Server enthielt Telefonnummern von Hunderten Millionen Facebook-Nutzern

Facebook starrt auf einen weiteren Sicherheitsfehler, diesmal mit einem Vorfall, an dem ein exponierter Server beteiligt war, der Hunderte von Millionen Telefonnummern enthielt, die zuvor mit Konten auf seiner Plattform verknüpft waren.

Die Situation scheint an eine Funktion gebunden zu sein, die auf der Plattform nicht mehr aktiviert ist, aber den Benutzern die Möglichkeit gibt, anhand ihrer Telefonnummer nach jemandem zu suchen. Zack Whittaker von TechCrunch berichtete erstmals am Mittwoch, dass ein Server – der nicht zu Facebook gehörte, aber offensichtlich nicht passwortgeschützt und damit für jeden zugänglich war, der ihn finden konnte – vom Sicherheitsforscher Sanyam Jain online entdeckt wurde und Datensätze von mehr als 419 Millionen Facebook-Nutzern enthielt, darunter 133 Millionen Datensätze von Nutzern aus den USA.

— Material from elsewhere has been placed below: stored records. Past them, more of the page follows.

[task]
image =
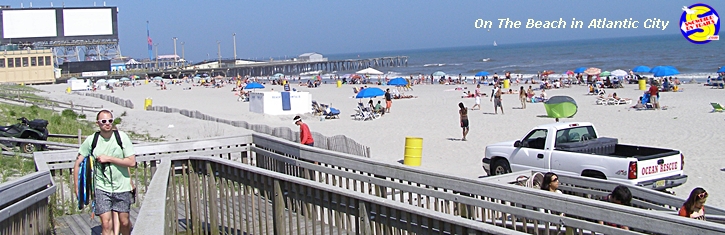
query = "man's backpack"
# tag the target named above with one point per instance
(86, 185)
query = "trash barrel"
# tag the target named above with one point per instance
(413, 151)
(147, 103)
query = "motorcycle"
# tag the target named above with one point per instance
(26, 129)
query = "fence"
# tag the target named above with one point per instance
(235, 183)
(109, 98)
(339, 143)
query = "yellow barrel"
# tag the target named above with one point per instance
(147, 103)
(413, 151)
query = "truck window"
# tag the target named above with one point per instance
(575, 134)
(536, 139)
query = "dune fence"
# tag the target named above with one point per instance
(338, 143)
(109, 98)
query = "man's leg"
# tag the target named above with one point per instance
(125, 223)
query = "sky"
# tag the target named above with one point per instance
(282, 28)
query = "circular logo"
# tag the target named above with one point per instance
(700, 23)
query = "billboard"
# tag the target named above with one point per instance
(58, 24)
(86, 66)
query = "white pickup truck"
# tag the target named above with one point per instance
(575, 149)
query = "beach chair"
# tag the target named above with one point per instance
(716, 107)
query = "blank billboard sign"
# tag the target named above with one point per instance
(87, 22)
(29, 23)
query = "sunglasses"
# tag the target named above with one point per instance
(105, 121)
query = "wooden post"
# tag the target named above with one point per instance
(278, 213)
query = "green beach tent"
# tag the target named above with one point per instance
(560, 107)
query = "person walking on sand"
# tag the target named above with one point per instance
(305, 135)
(478, 98)
(522, 97)
(463, 113)
(496, 97)
(388, 100)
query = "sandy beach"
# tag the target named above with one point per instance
(687, 124)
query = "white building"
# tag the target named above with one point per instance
(311, 57)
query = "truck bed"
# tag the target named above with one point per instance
(609, 147)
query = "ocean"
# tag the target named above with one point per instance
(692, 60)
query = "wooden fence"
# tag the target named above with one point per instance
(339, 143)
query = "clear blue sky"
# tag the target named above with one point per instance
(277, 28)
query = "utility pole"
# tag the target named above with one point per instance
(234, 36)
(176, 59)
(182, 53)
(219, 52)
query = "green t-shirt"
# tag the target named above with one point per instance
(111, 178)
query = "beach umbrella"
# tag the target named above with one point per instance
(619, 73)
(439, 73)
(593, 71)
(641, 69)
(482, 73)
(370, 93)
(560, 107)
(398, 82)
(253, 85)
(661, 71)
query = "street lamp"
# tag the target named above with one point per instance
(234, 36)
(156, 54)
(175, 55)
(219, 52)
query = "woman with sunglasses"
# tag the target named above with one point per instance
(551, 182)
(694, 207)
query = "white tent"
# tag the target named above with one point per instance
(371, 71)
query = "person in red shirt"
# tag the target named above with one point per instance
(654, 95)
(305, 135)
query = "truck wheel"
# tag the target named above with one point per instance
(500, 167)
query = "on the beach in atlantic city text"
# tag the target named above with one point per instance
(603, 23)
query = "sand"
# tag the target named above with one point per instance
(687, 124)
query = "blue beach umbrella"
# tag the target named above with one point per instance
(370, 93)
(641, 69)
(661, 71)
(398, 82)
(253, 85)
(481, 74)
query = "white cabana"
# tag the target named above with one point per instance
(370, 71)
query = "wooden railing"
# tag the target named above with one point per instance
(24, 205)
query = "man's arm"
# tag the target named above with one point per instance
(76, 166)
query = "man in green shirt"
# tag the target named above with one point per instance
(111, 177)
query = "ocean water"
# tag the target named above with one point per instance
(692, 60)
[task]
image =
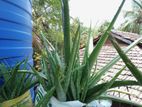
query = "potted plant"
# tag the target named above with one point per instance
(66, 80)
(15, 92)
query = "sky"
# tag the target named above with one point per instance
(97, 11)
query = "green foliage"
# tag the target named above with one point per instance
(70, 79)
(103, 27)
(47, 18)
(133, 19)
(16, 81)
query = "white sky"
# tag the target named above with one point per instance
(97, 11)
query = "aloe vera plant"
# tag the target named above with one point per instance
(70, 79)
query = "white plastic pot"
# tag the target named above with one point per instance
(96, 103)
(56, 103)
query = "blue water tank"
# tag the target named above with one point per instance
(15, 31)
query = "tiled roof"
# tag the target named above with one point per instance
(134, 93)
(106, 55)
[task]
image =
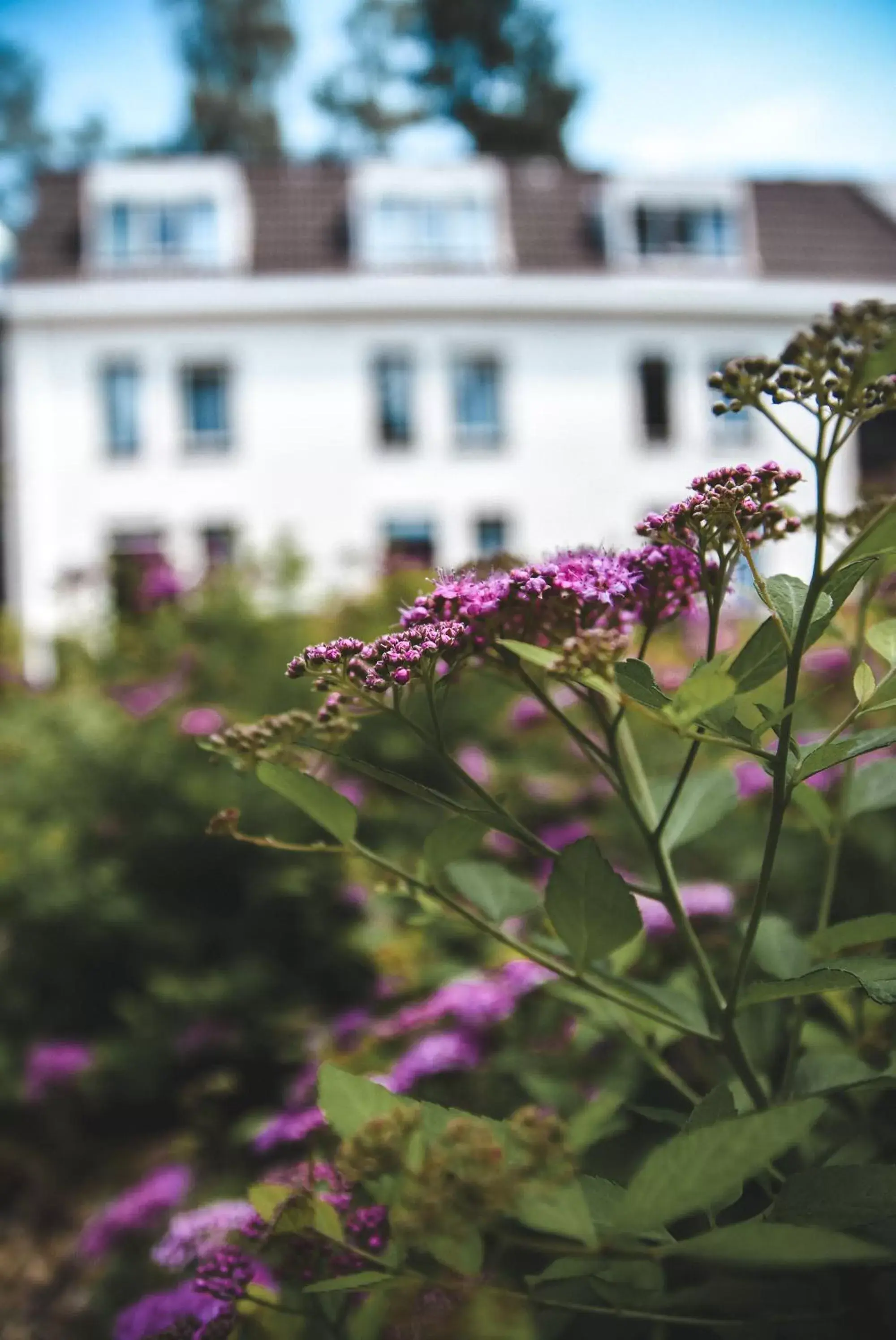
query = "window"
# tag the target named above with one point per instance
(137, 233)
(491, 536)
(734, 428)
(134, 558)
(394, 390)
(456, 233)
(654, 375)
(205, 409)
(878, 451)
(477, 413)
(219, 546)
(682, 231)
(121, 392)
(409, 544)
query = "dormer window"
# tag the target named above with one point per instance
(155, 233)
(437, 219)
(658, 225)
(682, 231)
(406, 232)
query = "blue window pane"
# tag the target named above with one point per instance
(121, 383)
(394, 379)
(207, 406)
(409, 544)
(491, 536)
(476, 401)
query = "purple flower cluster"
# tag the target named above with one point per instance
(706, 521)
(225, 1275)
(156, 1312)
(476, 1001)
(138, 1208)
(669, 578)
(547, 601)
(53, 1066)
(197, 1233)
(388, 663)
(432, 1055)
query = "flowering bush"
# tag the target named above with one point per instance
(625, 1094)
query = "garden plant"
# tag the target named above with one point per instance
(642, 1085)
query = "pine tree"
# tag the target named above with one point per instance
(235, 53)
(491, 66)
(25, 141)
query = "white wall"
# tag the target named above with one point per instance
(574, 468)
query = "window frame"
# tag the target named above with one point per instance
(655, 440)
(109, 369)
(381, 361)
(470, 439)
(481, 523)
(198, 443)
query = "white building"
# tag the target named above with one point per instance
(204, 360)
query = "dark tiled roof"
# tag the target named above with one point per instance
(804, 229)
(552, 211)
(50, 246)
(823, 229)
(301, 218)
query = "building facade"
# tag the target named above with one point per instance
(388, 362)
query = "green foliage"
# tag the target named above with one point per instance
(495, 890)
(590, 904)
(701, 1166)
(320, 803)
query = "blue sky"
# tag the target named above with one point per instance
(799, 89)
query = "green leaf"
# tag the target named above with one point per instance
(852, 747)
(556, 1208)
(320, 803)
(860, 931)
(880, 361)
(349, 1283)
(428, 795)
(590, 904)
(864, 682)
(816, 810)
(350, 1101)
(839, 1197)
(874, 787)
(707, 688)
(452, 840)
(875, 976)
(327, 1223)
(760, 660)
(830, 1073)
(493, 889)
(784, 1247)
(878, 536)
(788, 595)
(779, 951)
(603, 1200)
(462, 1255)
(706, 799)
(700, 1168)
(543, 657)
(267, 1198)
(764, 656)
(882, 637)
(718, 1106)
(635, 680)
(369, 1320)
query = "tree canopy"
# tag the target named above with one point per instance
(235, 53)
(489, 66)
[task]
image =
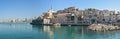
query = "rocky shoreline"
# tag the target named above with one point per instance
(103, 27)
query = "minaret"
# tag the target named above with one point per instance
(50, 12)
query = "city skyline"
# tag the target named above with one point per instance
(34, 8)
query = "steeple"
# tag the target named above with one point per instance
(50, 12)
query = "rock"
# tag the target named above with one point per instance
(102, 27)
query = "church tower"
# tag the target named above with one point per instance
(50, 12)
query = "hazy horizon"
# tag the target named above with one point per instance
(34, 8)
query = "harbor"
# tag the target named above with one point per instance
(76, 17)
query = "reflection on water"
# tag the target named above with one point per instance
(27, 31)
(75, 32)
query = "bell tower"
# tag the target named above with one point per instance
(50, 12)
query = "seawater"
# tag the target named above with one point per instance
(28, 31)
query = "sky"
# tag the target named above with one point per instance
(34, 8)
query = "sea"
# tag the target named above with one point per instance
(28, 31)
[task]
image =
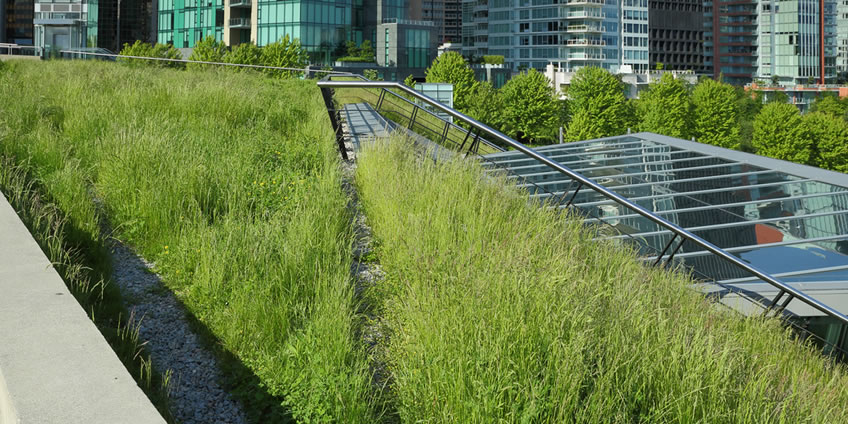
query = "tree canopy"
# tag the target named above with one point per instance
(777, 134)
(451, 68)
(531, 111)
(597, 104)
(828, 137)
(665, 108)
(207, 50)
(715, 114)
(284, 53)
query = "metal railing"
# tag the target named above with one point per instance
(778, 304)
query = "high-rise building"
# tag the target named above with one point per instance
(612, 34)
(16, 21)
(677, 34)
(322, 26)
(730, 39)
(447, 15)
(842, 37)
(797, 41)
(793, 41)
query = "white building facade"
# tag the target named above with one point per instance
(612, 34)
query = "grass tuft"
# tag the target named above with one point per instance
(229, 183)
(500, 311)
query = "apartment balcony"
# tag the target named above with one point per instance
(585, 14)
(585, 42)
(239, 22)
(585, 57)
(585, 29)
(593, 3)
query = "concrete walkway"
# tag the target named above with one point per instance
(55, 366)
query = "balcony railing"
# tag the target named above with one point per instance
(577, 42)
(585, 28)
(239, 23)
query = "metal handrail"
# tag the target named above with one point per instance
(784, 289)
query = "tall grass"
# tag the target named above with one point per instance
(52, 231)
(230, 185)
(499, 311)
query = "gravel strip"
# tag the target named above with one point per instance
(366, 272)
(196, 396)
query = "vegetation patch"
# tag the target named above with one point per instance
(500, 311)
(229, 183)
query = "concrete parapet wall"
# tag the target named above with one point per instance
(55, 366)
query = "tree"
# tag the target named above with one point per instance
(451, 68)
(409, 81)
(828, 137)
(207, 50)
(530, 110)
(284, 53)
(665, 108)
(830, 105)
(486, 105)
(715, 119)
(777, 134)
(597, 104)
(366, 51)
(245, 54)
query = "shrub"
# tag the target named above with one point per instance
(284, 53)
(207, 50)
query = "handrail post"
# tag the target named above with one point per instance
(445, 134)
(412, 118)
(327, 94)
(380, 99)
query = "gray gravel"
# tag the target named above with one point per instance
(365, 273)
(196, 396)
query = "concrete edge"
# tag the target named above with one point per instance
(55, 365)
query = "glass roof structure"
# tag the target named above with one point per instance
(788, 220)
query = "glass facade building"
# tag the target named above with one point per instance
(573, 33)
(16, 21)
(185, 22)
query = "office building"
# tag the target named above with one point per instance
(797, 41)
(447, 15)
(322, 26)
(793, 41)
(16, 21)
(573, 34)
(676, 34)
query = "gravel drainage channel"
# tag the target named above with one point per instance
(196, 396)
(366, 273)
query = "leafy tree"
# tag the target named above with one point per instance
(716, 114)
(207, 50)
(530, 112)
(665, 108)
(409, 81)
(284, 53)
(830, 105)
(828, 137)
(777, 134)
(598, 105)
(486, 105)
(748, 105)
(351, 49)
(140, 49)
(451, 68)
(245, 54)
(366, 51)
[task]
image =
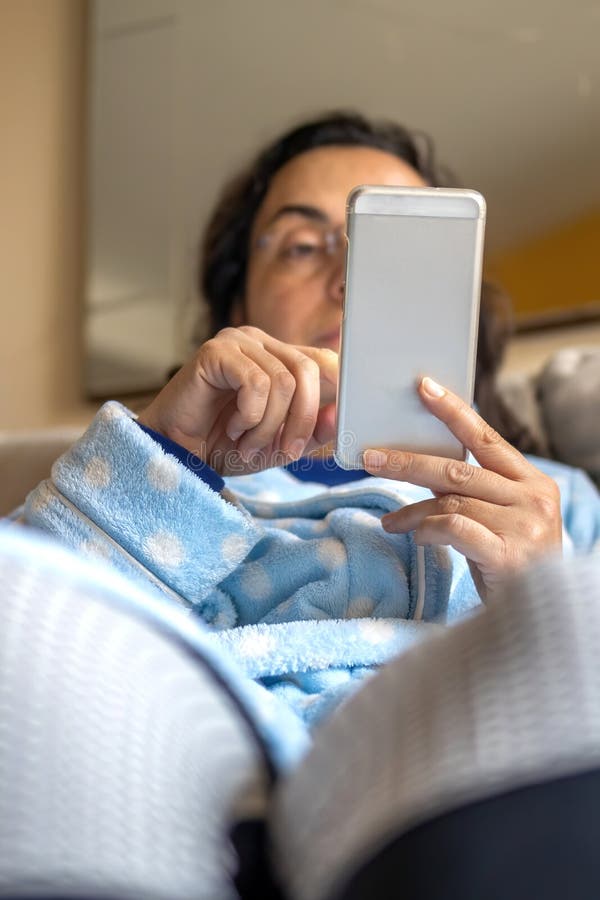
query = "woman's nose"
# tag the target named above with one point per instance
(337, 278)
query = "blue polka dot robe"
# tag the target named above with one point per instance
(294, 584)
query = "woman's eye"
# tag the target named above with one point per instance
(300, 250)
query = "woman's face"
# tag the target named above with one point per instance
(295, 278)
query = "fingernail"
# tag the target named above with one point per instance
(250, 454)
(296, 448)
(432, 388)
(374, 459)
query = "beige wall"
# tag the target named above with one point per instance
(42, 86)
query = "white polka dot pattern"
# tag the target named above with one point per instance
(164, 473)
(97, 473)
(331, 553)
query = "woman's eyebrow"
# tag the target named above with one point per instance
(308, 212)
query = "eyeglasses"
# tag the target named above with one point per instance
(302, 250)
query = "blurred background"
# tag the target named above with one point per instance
(121, 119)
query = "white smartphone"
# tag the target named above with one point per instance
(411, 308)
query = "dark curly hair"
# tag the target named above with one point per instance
(225, 247)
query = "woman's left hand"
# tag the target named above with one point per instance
(500, 516)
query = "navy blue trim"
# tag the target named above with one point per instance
(189, 460)
(324, 471)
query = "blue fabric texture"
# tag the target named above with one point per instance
(189, 460)
(296, 584)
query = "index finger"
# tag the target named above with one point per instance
(489, 449)
(327, 361)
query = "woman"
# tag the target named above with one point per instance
(262, 392)
(319, 593)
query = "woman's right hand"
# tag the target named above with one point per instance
(247, 401)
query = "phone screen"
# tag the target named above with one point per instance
(411, 309)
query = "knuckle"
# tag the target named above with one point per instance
(451, 503)
(487, 436)
(305, 423)
(258, 381)
(308, 366)
(456, 523)
(459, 474)
(252, 332)
(228, 333)
(283, 381)
(546, 505)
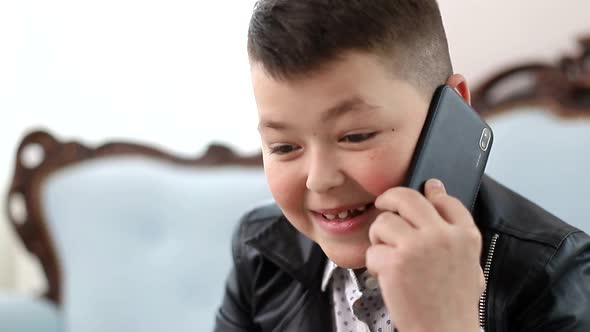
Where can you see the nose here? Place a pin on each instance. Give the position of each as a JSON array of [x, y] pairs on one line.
[[324, 171]]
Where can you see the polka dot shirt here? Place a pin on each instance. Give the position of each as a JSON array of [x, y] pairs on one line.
[[357, 301]]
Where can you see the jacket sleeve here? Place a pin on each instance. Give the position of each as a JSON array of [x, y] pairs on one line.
[[235, 315], [563, 305]]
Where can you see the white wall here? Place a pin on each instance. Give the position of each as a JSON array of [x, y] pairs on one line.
[[174, 73]]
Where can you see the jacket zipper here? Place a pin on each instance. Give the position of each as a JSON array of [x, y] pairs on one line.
[[486, 274]]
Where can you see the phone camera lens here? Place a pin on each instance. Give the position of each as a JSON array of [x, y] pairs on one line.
[[484, 141]]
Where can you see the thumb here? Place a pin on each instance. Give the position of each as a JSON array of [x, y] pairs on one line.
[[434, 187]]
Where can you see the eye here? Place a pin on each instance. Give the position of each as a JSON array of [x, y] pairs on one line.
[[357, 138], [282, 149]]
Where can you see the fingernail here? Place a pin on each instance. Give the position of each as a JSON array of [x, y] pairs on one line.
[[436, 184]]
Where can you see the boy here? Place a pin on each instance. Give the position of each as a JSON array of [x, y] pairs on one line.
[[342, 90]]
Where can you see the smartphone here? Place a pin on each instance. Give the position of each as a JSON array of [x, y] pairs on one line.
[[454, 146]]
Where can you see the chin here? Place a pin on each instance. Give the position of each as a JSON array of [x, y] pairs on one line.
[[347, 255]]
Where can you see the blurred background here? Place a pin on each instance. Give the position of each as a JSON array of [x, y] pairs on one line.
[[174, 74]]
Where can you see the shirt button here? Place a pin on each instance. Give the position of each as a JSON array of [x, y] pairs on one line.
[[372, 283]]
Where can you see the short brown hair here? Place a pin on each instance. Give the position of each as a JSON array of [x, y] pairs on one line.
[[293, 38]]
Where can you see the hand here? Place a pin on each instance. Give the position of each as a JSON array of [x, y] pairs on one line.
[[425, 253]]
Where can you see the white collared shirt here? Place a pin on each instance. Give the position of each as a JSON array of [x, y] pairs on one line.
[[357, 302]]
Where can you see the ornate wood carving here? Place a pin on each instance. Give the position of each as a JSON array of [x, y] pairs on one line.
[[563, 86], [25, 190]]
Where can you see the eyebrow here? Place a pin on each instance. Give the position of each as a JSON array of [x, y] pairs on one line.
[[350, 105]]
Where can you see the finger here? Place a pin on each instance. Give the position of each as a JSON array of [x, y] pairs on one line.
[[448, 207], [379, 258], [409, 204], [390, 228]]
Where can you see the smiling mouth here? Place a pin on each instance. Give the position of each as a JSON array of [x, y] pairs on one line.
[[345, 215]]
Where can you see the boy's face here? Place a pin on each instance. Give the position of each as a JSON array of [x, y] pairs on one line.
[[332, 143]]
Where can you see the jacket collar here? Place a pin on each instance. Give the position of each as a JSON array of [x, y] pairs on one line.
[[290, 250]]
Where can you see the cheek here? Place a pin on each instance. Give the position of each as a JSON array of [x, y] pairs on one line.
[[285, 186], [384, 169]]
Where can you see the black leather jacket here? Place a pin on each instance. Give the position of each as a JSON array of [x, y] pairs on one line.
[[538, 271]]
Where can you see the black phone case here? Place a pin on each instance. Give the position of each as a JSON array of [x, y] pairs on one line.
[[449, 147]]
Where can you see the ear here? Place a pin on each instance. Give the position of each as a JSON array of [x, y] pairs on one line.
[[459, 83]]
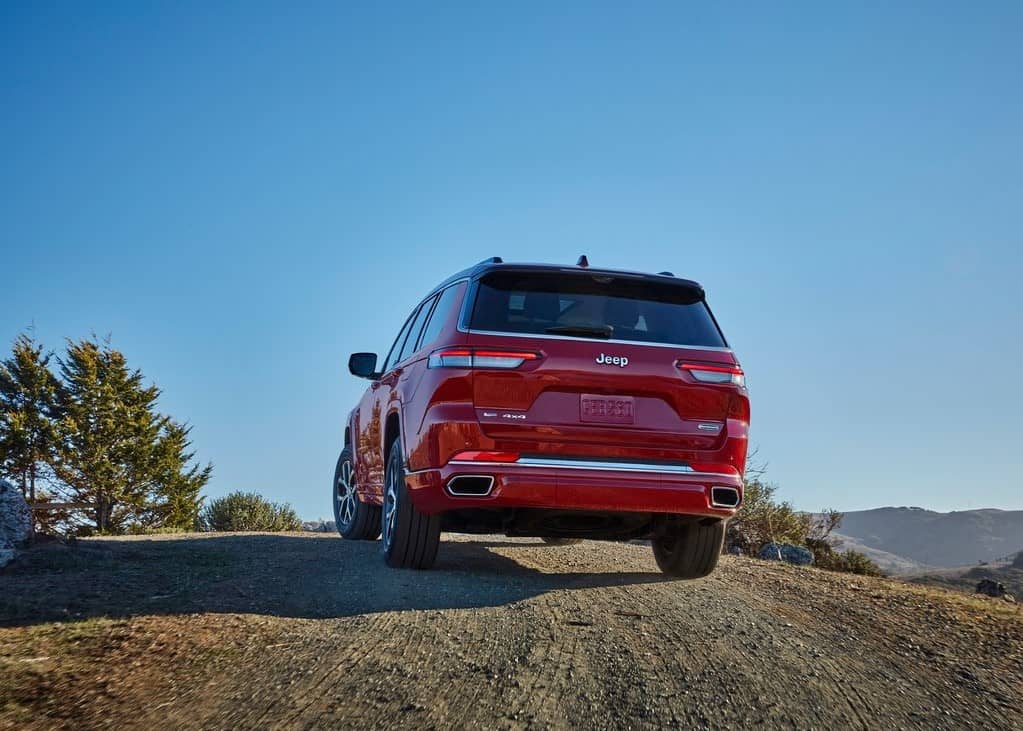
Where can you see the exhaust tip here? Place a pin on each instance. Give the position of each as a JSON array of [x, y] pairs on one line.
[[471, 486], [724, 497]]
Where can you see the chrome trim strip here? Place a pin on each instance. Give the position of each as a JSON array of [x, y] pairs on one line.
[[595, 340], [603, 466]]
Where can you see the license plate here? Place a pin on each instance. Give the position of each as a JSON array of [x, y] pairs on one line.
[[607, 409]]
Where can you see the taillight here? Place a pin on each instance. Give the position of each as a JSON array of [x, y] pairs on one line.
[[714, 374], [481, 456], [479, 358]]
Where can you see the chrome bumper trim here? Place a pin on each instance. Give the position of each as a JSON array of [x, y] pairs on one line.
[[542, 462]]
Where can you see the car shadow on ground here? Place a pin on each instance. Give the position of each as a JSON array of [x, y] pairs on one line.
[[277, 575]]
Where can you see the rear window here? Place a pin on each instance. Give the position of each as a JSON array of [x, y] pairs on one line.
[[594, 306]]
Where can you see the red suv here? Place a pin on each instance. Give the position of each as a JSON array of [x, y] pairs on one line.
[[557, 402]]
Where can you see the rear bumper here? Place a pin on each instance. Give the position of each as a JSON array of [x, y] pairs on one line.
[[576, 486]]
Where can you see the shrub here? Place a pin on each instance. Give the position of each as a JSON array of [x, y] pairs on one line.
[[763, 520], [825, 556], [248, 511]]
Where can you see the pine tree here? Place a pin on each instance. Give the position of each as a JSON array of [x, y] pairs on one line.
[[118, 453], [29, 397]]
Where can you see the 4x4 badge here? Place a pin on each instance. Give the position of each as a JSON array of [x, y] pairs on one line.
[[620, 361]]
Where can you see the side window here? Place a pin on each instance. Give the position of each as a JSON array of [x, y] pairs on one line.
[[440, 315], [392, 356], [413, 334]]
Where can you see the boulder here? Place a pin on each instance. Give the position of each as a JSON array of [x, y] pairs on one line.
[[788, 553], [989, 587]]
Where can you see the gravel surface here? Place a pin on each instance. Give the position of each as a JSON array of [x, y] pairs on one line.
[[309, 631]]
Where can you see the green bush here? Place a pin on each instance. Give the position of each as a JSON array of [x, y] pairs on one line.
[[825, 556], [761, 520], [248, 511]]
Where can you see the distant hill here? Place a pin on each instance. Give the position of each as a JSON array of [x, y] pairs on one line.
[[966, 579], [890, 563], [936, 539]]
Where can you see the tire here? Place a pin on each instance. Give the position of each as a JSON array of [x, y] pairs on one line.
[[410, 538], [688, 550], [562, 541], [355, 520]]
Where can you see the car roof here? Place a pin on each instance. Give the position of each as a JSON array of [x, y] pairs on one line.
[[495, 264]]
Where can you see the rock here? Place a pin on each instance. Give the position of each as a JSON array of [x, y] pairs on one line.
[[788, 553], [989, 587], [15, 521]]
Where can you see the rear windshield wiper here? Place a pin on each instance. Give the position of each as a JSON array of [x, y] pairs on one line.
[[603, 331]]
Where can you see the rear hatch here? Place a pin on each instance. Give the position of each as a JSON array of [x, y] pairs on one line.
[[607, 359]]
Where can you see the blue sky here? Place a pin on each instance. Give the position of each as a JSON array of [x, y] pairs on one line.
[[243, 193]]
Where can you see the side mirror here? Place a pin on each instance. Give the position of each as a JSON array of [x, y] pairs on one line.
[[363, 365]]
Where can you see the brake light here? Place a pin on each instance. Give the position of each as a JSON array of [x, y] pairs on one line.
[[480, 456], [479, 358], [714, 374]]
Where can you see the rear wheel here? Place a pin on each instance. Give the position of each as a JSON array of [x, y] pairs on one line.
[[410, 538], [562, 541], [688, 550], [355, 520]]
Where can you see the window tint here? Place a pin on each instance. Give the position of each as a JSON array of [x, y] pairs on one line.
[[392, 356], [413, 334], [594, 305], [440, 316]]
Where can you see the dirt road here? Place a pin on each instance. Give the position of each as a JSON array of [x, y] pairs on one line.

Laut TechCrunch enthielten die auf dem Server enthaltenen Datensätze die Telefonnummer eines Facebook-Benutzers und die individuelle Facebook-ID. Mit beiden sagte TechCrunch, dass es in der Lage sei, sie zu überprüfen, um Datensätze zu überprüfen, und stellte zusätzlich fest, dass in einigen Fällen Datensätze das Land, den Namen und das Geschlecht eines Benutzers enthielten.

Der Bericht stellte fest, dass es unklar ist, wer die Daten von Facebook gelöscht hat oder warum. Der Facebook-Sprecher sagte, das Unternehmen sei vor wenigen Tagen auf die Situation aufmerksam geworden, werde aber kein genaues Datum nennen.

Whittaker bemerkte, dass der Zugriff auf die Telefonnummer eines Benutzers es einem schlechten Akteur ermöglichen könnte, Konten, die mit dieser Nummer verknüpft sind, zurückzusetzen, und dass er sie weiter Eindringlingen wie Spamanrufen oder anderem Missbrauch aussetzen könnte.

Aber es könnte auch einem schlechten Akteur erlauben, eine Vielzahl privater Informationen über eine Person zu erhalten, indem er sie in eine beliebige Anzahl öffentlicher Datenbanken eingibt oder mit einer Beinarbeit oder durch Nachahmung einem Hacker Zugang zu Apps oder sogar einem Bankkonto gewährt.

„Dieser Datensatz ist alt und scheint Informationen zu haben, die vor den Änderungen im letzten Jahr erhalten wurden, um die Fähigkeit der Menschen zu beseitigen, andere über ihre Telefonnummern zu finden“, sagte der Sprecher in einer Erklärung per E-Mail. „Der Datensatz wurde heruntergefahren und wir haben keine Beweise dafür gefunden, dass Facebook-Konten gefährdet sind.“

Facebook kündigte in einem Blog-Post von CTO Mike Schroepfer im April 2018 an, dass es die Möglichkeit für Benutzer, mit Hilfe von Telefonnummern oder E-Mail-Adressen nach einander zu suchen, einschränken würde, nachdem es herausgefunden hatte, dass „böswillige Akteure“ die Funktion, öffentlich zugängliche Informationen zu kratzen, missbrauchen.

Schroepfer schrieb damals, dass wir aufgrund des „Umfangs und der Raffinesse der Aktivitäten, die wir gesehen haben, glauben, dass die meisten Menschen auf Facebook auf diese Weise ihr öffentliches Profil gelöscht haben könnten“. Dennoch, während das Unternehmen im vergangenen Jahr erstmals die Wahrscheinlichkeit eines solchen Ereignisses bekannt gab, macht es die Nachrichten dieser Woche nicht weniger beunruhigend.

Ein weiterer Tag, ein weiterer spektakulärer Sicherheitsfick von einer Firma, die ein Gespür für diese Art von Sache hat. Die Nachrichten kommen direkt nach Senator Ron Wyden, der einem Interviewer erzählt, dass er glaubt, dass der Gesetzgeber sicherstellen sollte, dass Facebook CEO Mark Zuckerberg „die Möglichkeit einer Gefängnisstrafe“ für den Missbrauch von Benutzerdaten durch sein Unternehmen hat. Das klingt zwar wie ein Hirngespinst, aber die Möglichkeit, dass es Wirklichkeit wird, wird von Tag zu Tag stärker.